ZKÜ Konferans salonunda gerçekleştirilen konferansa Gazi Üniversitesi Güzel Sanatlar Eğitimi Bölümü Öğretim Üyesi Ali Asgar Çakmakçı, konuşmacı olarak katıldı. Bazı öğretim görevlileri ve öğrencilerin dinleyici olarak katıldığı konferansta konuşan Çakmakçı, sanat ve diyalogun önemini anlattı. Sanatçıların eserlerini kalp bilgisiyle ve hissederek yaptığını belirten Çakmakçı,
” Sanat ve diyalog iletişim aracıdır. Sanat eserinin kendi içerisinde boyutu ve anlamı vardır. Sanatçılar, dünya ve evrenle boşluklarını sanat eserleriyle korur. Sanat her zaman temsil şekillerinden geçer. Sanatçı insanlarla diyalogunu eser üzerinden başlatmaktadır. Sanatçı eserleriyle daha insanca yaşamak ister” diye konuştu.

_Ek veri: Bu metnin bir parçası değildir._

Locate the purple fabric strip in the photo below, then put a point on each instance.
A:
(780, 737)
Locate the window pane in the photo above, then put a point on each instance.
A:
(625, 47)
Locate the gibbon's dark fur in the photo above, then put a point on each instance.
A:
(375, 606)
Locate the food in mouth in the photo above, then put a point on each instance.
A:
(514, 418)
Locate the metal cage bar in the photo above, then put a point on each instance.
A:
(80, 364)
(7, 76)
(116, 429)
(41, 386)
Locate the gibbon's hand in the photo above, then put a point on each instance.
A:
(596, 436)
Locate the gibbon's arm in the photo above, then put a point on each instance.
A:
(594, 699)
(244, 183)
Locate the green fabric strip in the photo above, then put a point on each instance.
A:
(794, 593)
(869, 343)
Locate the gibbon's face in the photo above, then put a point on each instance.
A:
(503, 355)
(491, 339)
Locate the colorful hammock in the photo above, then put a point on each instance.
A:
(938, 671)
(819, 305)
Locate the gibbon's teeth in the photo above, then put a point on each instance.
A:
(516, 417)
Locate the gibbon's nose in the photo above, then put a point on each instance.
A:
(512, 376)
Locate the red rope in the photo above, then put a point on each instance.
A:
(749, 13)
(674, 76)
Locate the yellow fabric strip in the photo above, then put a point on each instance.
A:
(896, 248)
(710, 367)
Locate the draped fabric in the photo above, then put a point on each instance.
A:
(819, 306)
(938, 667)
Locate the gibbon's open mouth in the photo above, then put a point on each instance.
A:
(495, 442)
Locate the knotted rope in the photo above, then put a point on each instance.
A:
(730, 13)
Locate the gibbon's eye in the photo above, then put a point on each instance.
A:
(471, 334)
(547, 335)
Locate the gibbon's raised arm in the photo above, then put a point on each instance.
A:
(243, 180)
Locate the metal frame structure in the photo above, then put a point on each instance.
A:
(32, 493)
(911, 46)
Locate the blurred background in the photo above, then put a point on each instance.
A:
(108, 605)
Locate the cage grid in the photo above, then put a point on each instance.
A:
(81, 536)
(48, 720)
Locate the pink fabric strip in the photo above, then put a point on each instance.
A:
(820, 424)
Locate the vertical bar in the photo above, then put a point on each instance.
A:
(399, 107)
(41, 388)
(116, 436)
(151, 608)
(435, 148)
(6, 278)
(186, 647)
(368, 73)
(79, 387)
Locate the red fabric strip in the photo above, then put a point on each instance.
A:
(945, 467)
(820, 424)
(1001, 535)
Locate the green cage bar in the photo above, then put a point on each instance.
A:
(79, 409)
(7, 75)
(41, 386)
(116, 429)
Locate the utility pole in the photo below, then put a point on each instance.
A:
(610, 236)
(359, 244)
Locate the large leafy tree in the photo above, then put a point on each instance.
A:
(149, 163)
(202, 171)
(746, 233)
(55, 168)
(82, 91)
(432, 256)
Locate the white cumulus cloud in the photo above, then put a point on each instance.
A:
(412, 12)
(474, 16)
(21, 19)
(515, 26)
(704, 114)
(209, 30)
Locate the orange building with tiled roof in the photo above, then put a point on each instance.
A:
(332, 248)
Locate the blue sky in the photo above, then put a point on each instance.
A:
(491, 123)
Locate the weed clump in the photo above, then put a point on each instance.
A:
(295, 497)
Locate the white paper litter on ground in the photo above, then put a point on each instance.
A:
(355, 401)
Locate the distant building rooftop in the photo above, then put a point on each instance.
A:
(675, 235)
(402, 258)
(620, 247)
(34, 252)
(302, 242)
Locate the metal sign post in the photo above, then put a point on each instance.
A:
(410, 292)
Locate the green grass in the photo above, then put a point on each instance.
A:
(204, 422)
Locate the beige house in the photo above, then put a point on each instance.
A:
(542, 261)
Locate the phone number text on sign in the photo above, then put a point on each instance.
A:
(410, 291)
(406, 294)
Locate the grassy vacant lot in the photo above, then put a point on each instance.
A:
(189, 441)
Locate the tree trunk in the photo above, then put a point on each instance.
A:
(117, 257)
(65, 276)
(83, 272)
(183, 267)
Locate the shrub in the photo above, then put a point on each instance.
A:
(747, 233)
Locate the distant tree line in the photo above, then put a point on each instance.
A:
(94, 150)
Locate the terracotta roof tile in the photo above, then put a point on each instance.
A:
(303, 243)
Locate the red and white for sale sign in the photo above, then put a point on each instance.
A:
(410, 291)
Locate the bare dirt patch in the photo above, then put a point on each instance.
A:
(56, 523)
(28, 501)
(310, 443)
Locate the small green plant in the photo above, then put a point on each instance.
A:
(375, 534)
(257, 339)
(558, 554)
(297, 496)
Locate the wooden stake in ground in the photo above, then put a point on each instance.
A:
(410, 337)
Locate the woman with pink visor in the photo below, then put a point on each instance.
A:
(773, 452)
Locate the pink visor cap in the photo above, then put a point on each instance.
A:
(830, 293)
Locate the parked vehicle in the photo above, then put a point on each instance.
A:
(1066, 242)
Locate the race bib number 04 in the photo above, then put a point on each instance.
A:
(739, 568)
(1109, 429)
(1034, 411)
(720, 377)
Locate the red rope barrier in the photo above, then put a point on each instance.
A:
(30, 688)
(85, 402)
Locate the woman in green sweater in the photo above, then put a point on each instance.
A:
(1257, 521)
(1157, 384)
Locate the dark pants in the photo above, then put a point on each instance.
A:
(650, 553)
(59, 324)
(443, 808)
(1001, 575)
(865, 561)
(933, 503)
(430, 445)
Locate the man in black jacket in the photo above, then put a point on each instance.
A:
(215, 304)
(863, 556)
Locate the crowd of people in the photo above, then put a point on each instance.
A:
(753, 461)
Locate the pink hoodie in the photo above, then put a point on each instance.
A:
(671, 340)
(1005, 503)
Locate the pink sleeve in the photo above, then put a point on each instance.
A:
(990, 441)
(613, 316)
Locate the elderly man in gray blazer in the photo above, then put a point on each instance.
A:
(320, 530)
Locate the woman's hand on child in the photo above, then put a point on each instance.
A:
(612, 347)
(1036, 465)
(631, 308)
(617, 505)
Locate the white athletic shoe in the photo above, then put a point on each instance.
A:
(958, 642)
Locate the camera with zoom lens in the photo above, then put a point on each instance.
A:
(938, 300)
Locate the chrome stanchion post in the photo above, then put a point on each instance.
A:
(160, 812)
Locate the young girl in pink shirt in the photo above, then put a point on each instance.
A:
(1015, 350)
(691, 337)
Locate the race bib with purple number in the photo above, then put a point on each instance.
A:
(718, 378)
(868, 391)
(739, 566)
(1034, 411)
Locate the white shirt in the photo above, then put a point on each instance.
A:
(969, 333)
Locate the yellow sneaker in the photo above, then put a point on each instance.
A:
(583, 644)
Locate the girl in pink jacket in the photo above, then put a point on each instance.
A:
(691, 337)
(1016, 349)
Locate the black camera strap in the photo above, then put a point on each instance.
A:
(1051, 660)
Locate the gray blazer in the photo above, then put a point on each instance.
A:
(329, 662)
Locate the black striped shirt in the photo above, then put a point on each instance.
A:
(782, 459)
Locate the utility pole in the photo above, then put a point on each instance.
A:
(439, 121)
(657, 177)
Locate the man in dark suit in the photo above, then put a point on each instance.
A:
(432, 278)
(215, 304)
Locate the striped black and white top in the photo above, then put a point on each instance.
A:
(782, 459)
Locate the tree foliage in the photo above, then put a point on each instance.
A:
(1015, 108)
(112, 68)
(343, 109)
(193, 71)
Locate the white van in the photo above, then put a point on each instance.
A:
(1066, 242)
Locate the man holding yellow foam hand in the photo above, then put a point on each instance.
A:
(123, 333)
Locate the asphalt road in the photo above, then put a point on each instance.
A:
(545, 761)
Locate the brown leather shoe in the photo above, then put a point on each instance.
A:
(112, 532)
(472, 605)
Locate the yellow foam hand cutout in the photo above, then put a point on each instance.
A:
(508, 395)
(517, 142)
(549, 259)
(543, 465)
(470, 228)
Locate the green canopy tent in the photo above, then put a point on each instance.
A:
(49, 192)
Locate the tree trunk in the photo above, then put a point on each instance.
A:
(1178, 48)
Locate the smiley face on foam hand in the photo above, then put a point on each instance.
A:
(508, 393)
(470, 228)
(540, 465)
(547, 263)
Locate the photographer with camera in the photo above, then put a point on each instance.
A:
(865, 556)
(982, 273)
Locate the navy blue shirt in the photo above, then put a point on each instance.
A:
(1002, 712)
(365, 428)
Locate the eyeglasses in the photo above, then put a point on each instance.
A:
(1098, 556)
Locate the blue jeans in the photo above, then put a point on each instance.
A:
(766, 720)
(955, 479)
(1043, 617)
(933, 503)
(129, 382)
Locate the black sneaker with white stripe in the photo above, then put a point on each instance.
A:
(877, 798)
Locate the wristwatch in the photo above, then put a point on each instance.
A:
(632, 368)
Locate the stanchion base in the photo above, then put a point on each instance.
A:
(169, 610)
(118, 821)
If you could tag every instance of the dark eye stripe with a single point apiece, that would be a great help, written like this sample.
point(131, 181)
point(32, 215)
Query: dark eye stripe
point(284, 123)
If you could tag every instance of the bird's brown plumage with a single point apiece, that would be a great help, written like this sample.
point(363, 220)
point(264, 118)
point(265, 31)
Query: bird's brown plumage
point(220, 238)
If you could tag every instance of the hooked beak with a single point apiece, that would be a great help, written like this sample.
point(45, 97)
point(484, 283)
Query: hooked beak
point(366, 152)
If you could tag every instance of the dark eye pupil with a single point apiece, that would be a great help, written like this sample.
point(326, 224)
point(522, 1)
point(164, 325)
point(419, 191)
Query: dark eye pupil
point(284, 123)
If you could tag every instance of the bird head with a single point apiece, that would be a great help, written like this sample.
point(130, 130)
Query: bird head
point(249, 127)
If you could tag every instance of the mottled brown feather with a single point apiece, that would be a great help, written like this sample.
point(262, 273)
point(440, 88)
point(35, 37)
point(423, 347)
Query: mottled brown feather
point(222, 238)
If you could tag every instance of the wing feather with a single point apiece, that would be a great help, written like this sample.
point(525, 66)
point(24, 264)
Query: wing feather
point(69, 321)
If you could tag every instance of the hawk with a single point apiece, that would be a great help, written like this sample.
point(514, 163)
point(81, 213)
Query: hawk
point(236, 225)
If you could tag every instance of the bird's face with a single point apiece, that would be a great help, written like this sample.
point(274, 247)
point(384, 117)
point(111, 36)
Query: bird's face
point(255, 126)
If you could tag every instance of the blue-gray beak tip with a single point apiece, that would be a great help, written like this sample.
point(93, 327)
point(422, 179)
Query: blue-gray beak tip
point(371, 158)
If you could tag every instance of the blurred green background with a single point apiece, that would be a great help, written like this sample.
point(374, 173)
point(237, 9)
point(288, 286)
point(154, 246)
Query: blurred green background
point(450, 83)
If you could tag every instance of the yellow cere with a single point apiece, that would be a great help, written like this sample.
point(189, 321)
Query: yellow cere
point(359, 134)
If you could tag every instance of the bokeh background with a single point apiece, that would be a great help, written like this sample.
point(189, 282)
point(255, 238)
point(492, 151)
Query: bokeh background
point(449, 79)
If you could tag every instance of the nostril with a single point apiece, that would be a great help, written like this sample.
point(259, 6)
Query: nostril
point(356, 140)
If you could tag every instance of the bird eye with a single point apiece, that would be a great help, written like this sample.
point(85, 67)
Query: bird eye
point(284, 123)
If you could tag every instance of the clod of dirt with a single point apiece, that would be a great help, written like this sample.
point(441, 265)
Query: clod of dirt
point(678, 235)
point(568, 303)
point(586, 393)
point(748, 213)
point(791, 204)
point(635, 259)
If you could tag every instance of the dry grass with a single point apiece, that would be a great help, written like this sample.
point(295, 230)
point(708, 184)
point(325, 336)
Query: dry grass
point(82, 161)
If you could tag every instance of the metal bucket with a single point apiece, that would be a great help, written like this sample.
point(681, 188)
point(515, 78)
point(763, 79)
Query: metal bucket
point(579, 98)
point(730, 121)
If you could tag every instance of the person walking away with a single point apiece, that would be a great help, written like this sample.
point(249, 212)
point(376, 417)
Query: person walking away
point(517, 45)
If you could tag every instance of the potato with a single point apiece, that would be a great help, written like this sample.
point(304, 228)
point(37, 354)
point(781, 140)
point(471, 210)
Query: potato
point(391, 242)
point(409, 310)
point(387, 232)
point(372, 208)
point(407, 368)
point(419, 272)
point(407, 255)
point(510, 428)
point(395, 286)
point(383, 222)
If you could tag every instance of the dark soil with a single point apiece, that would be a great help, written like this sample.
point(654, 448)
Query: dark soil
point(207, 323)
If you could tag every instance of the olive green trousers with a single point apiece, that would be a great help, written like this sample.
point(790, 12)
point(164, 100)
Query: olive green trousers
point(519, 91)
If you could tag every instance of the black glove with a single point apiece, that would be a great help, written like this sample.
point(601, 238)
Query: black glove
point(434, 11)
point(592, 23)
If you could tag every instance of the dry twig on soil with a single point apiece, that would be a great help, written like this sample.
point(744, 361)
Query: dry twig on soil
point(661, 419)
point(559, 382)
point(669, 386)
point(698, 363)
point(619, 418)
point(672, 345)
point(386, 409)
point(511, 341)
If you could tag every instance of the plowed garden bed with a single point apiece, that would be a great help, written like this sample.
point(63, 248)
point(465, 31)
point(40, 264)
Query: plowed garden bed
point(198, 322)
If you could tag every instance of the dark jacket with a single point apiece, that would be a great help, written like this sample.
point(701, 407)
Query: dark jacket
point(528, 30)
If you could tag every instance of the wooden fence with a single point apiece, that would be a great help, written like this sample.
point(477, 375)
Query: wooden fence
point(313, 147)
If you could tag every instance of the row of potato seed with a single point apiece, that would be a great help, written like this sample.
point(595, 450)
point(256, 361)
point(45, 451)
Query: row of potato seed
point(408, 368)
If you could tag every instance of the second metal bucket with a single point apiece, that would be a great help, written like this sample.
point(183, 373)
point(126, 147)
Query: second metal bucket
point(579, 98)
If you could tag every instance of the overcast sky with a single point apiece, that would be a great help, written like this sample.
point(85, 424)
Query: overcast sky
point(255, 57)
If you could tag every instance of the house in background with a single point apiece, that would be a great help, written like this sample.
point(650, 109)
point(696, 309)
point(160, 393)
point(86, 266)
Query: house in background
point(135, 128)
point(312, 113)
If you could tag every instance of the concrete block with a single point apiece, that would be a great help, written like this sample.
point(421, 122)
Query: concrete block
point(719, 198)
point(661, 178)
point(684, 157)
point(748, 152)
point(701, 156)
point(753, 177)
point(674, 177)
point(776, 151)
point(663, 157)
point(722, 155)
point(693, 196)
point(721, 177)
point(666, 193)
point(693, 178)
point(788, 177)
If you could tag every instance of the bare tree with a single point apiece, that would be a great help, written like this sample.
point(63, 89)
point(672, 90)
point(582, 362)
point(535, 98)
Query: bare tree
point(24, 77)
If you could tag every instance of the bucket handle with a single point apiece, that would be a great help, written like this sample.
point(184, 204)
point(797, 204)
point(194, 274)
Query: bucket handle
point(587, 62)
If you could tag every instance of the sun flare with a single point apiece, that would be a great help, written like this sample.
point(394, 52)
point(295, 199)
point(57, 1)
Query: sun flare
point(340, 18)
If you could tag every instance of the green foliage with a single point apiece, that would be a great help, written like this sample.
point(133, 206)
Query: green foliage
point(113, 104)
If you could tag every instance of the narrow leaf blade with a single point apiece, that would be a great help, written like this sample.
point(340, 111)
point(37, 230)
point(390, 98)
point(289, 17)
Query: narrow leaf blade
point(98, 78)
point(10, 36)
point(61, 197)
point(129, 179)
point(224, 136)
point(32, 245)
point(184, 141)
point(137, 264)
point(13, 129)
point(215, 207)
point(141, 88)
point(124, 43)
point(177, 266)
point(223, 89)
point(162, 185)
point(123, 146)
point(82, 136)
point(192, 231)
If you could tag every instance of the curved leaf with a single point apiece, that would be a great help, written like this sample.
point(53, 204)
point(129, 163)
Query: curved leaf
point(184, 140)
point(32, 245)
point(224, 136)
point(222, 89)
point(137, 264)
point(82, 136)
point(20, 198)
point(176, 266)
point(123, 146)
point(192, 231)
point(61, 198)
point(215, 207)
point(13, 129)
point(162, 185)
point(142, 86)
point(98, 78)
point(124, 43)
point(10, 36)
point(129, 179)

Çakmakçı, sanatın çelişik süreç ve ilişkilerden geçmesi nedeniyle bir çok sorunun kendilerine yönetildiğini ifade ederken, tüm çelişki ve ilişkilere rağmen temsilsiz sanat eserinin mümkün olmayacağını kaydetti. Tiyatro örneğini veren çakmakçı, şöyle konuştu;
“Sanatın kendisinin tek dilliliğe direnen bir yapısı vardır. Sanat eserini tek boyutlu ve tek anlamlı süreçlerden geçmez. Üretilen her türlü sanat eseri temsil nesnesidir. Geçirdiği değişim ve kattığım anlamını temsil eder. Sanat hep bir şekilde temsil süreçlerinden geçmektedir. Temsil boyutu olmayan sanat eseri oluşturulmamış. Tiyatroda oyun icabı öldürdüğümde, o kişi temsilen ölmüş oluyor. Gerçekten öldürdüğümde sanat olmuyor. Katile dönüşüyorsunuz. Sanat hiçbir şekilde temsil boyutu olmadan kendisini ortaya koyamıyor.”
Günümüz sanatçısının Günümüz sanatı, bizden temsil boyutu olmadan form, biçim ve galeriler olmadan bir eser istemiyor. Yaşadığımız çağ çok büyük bir dönüşüm ve değişim geçiriyor. Dünyayı algılama ve ilişki boyutlarımızda farklılaşıyor. Sanat, insanoğlunun varlığından günümüze sanat da vardır. Çünkü sanat insanın evrendeki güzeli arayışıdır. Bu da nedensiz ve sebepsizdir. Evren üzerinde algılayabildiğimiz kadar, sanat yapma dürtüsü tek insanda var. Sanat dinamik yapıya sahip, sanatçı atölyesinde ahşabını taşını yontan, toplumsal sorunlardan ve süreçlerden kendisini yalıtmış olarak, huşu içerisinde hazla kendinden geçmiş olarak üreten yalnız insan portresinden dışına çıkmaya çalışıyor.”